Nie byłem zwolennikiem tez głoszonych przez Platformę Obywatelską, kiedy jeszcze rządziła, sprowadzających się do hasła „biznes ponad wszystko". Ten tok myślenia doprowadził do zaburzenia standardów zachodnich demokracji, choćby stabilności na rynku pracy. Jestem zwolennikiem przychylnej neutralności państwa wobec ludzi, którzy tworzą naszą gospodarkę. PiS tę neutralność swoim pomysłem właśnie zaburza. Zniechęcając do aktywności zdolnych, a w najgorszym przypadku skłaniając ich do kombinowania.
W ten sposób wizja rządu premiera Mateusza Morawieckiego jako rządu innowacyjnego, kładącego nacisk na rozwój, postęp i wiedzę, w których premiowani są aktywni, utalentowani i odważni, coraz bardziej się rozmywa. A wraz z nią rozmywa się kurs na elektorat centrum i klasę średnią, która miała być nowym źródłem poparcia dla partii Jarosława Kaczyńskiego.
PiS tymczasem ugruntowuje swoją pozycję partii socjalnej, gubiąc się w przekazie nowego gabinetu, który przyszedł po kojarzonym z 500 + rządem Beaty Szydło, zorientowanym tylko na słabsze i zaniedbane przez dekady grupy obywateli.
Utalentowany bankier wygląda w tej scenerii groteskowo i niewiarygodnie. Bo nie sądzę, aby zabieranie bogatym i dawanie biednym mieściło się w jego rzeczywistych przekonaniach. To cena politycznego gorsetu, który musiał bezdyskusyjnie włożyć, przyjmując tekę premiera. W efekcie teraz Morawiecki nie pokazuje nowej twarzy PiS, jedynie uwydatnia tę starą, socjalną, powiatową.
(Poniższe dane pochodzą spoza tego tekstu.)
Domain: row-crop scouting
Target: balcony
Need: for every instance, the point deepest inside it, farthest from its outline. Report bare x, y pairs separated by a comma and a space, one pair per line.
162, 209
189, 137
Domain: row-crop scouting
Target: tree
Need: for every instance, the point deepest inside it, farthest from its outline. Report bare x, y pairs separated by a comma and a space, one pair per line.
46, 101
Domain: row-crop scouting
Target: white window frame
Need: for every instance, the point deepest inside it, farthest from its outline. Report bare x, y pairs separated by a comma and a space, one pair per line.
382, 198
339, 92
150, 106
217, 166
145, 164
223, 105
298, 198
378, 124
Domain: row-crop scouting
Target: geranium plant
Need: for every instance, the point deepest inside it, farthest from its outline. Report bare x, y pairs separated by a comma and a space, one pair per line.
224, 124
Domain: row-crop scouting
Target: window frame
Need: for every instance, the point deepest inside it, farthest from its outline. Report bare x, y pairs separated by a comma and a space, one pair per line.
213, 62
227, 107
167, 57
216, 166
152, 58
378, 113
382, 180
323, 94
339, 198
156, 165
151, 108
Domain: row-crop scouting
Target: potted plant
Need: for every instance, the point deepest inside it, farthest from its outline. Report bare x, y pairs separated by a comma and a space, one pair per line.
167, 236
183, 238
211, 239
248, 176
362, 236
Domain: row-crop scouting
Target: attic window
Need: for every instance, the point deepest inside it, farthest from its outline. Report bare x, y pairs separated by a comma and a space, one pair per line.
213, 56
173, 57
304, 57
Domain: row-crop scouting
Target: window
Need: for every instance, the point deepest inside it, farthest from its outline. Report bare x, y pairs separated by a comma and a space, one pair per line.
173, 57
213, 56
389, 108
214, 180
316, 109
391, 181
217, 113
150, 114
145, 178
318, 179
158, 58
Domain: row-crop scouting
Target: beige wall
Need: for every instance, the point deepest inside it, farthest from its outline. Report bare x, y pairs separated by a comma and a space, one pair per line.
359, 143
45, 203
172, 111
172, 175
Szkoda, że tak szybko zapomniał, że kierując się w stronę tych, co chętnie już wzięli i chętnie konsumują, piętnując jednocześnie tych, którzy są kołem zamachowym naszej gospodarki, nigdy nie zbuduje silnego, nowoczesnego państwa, o których tak chętnie mówi w licznych wystąpieniach.